Florida is poised to make history – and not in a good way.  

Today, the Senate will vote on a bill that will stifle free speech. It will undermine Floridians’ First Amendment right to assemble and ‘petition the Government for a redress of grievances’ – while providing special protections for monuments, memorials and historical markers.

The same bill also preempts municipalities’ ability to control their own budgets, and saddles Florida taxpayers with millions of dollars of unnecessary government spending.

It may be popular with some Florida politicians, but Common Cause Florida members are firmly opposed to it.

More than 5,000 of our members have contacted their elected officials to urge them to vote against the bill.

Our members believe that giving state officials veto power over municipal budgets is state overreach. Municipal governments should be able to control their own budgets, and not have those budgets second-guessed by Tallahassee politicians.

Our members are also extremely concerned that the bill will give Gov. DeSantis and his allies the power to shut down any speech they disagree with.

In the rush to pass this bill, the Florida Legislature does not seem to be considering its long-term costs.

The financial costs are at least partly quantifiable: one analysis calculated that increased incarceration, attributable to the bill, will cost taxpayers $6.6 – $17.5 million per year.

But the bill will also increase municipalities’ insurance costs, by an unknown amount, because it will encourage civil lawsuits seeking unlimited damages.

It will cut sales tax and property tax revenues, by an unknown amount, while increasing the need for public assistance. Increased incarceration has long-term economic and family impacts – and the Florida Legislature has not considered those costs for this bill.
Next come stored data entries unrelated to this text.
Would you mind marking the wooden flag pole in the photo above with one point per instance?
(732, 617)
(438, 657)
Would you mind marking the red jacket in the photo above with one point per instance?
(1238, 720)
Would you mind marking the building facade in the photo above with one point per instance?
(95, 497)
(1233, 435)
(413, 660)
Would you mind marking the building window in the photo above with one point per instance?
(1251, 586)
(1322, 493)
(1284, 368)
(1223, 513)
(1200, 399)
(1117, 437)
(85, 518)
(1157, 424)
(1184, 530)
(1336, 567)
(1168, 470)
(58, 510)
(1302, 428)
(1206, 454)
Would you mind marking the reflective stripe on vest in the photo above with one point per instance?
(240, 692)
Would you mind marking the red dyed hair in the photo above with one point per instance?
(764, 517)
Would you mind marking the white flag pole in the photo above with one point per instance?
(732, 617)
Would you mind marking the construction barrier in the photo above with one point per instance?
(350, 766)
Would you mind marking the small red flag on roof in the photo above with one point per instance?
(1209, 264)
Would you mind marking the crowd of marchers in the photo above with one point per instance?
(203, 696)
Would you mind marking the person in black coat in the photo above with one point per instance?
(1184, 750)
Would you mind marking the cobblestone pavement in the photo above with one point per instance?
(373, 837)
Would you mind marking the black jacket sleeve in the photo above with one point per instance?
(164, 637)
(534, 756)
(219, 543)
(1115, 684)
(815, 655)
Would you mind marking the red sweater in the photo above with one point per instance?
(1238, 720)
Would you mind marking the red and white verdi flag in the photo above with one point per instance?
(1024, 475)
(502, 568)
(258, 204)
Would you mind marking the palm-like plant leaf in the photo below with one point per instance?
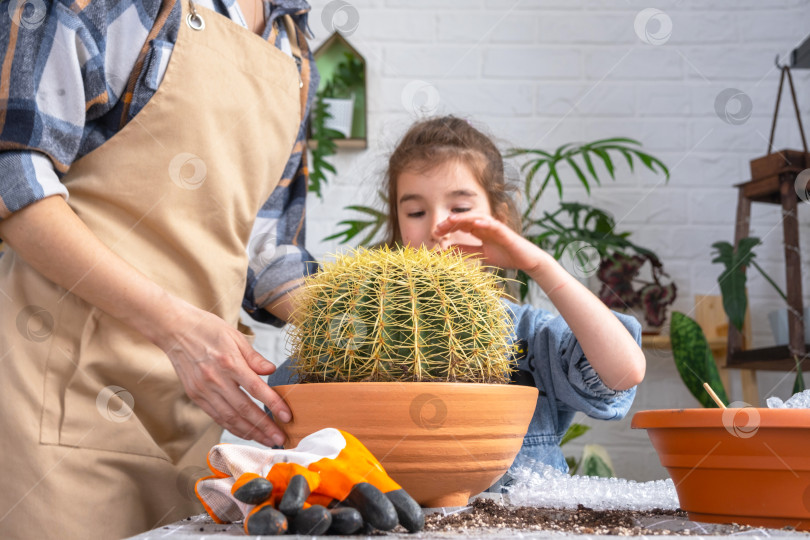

But the biggest long-term cost will be to Floridians’ ability to participate in a free and fair democracy through protest.

There are already laws on the books with penalties for violence and vandalism. This bill is not needed to address those.

The purpose of this bill is clear — to block communities from creating power.

Senators’ vote on this bill, today, will show whether they support their Black and brown constituents – or whether they’re willing to silence those voices who still must petition to be heard in our democracy.